Terdapat tiga unsur dalam bidang pelaksanaan kontrak, yaitu jangka waktu, biaya, dan kualitas putusan. Untuk jangka waktu, RI tak jauh berbeda dari Malaysia dan Thailand dengan catatan Bank Dunia tak mendefinisikan arti jangka waktu itu: apakah hanya sampai putusan tingkat pertama atau sudah pada tingkat final dan mengikat.
Terkait kualitas, putusan badan peradilan di Malaysia lebih baik, yakni angka 12 dari skala 0-18. Yang mencolok adalah unsur biaya, sebab untuk 2018, biaya mencapai 70,3 persen dari total klaim, di Malaysia cuma 37,3 persen dan Thailand 16,9 persen. Namun, kita senang juga lantaran persentase 70,3 persen ini masih lebih baik daripada tahun sebelumnya, yaitu 115,7 persen. Kalau diurai lagi, biaya ini terdiri atas biaya pelaksanaan putusan (11 persen), biaya badan peradilan (13 persen), dan biaya advokat (50 persen). Biaya advokat ini lebih rendah daripada tahun lalu yang mencapai 90 persen dari jumlah klaim. Tentu, terima kasih kepada advokat Indonesia.
APS/ADR
Kualitas putusan yudisial ini terdiri atas unsur-unsur proses dan struktur badan peradilan (3 dalam skala 1-5), manajemen kasus (2 dalam skala 0-6), serta otomasi (0,5 dalam skala 0-4). Yang patut disyukuri, baiknya kinerja alternatif penyelesaian sengketa/APS (alternative dispute resolution/ADR) yang mendapat nilai 2,5 (dari skala 0-3) satu hal yang nyata dilakukan para pencari keadilan dewasa ini.

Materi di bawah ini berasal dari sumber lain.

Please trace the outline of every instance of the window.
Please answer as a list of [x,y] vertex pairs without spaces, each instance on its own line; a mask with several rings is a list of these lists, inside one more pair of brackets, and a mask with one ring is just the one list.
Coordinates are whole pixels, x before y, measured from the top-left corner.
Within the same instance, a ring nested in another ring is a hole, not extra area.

Untuk penyempurnaan bidang pelaksanaan kontrak, Bank Dunia mencatatkan beberapa hal. Misalnya, perlunya mengembangkan sistem manajemen elektronik, memperluas jaringan pengadilan khusus, serta mengembangkan penggunaan APS/ADR.
Layak diketahui, untuk DB 2018, Bank Dunia menghimpun laporan dari 43.000 profesional, umumnya hukum, seperti advokat, jaksa, hakim, dan dosen yang tersebar di 190 negara. Dengan penerbitan DB, badan dunia ini sekaligus ingin menguji kualitas struktur hukum dan kekuatan institusi hukum di mancanegara.
Bagi kita, DB mudah-mudahan akan bisa melecut gerakan reformasi hukum yang berusaha mendekatkan diri ke pembangunan ekonomi. Misalnya, di bidang korporasi saat ini sedang dikaji penggunaan sistem e-voting untuk rapat umum pemegang saham (RUPS) PT Tbk. Misalnya lagi, saat ini bidang hak kekayaan intelektual (HKI) sedang menyusun satu strategi nasional pengembangan dan komersialisasi konsep HKI, yang diperlukan semua pihak, termasuk investor, asing maupun nasional.
Sebaliknya, ada yang masih mengganjal. Salah satunya adalah kewajiban ditulisnya kontrak privat dalam bahasa Indonesia, yang tiada hubungannya dengan nasionalisme bahasa.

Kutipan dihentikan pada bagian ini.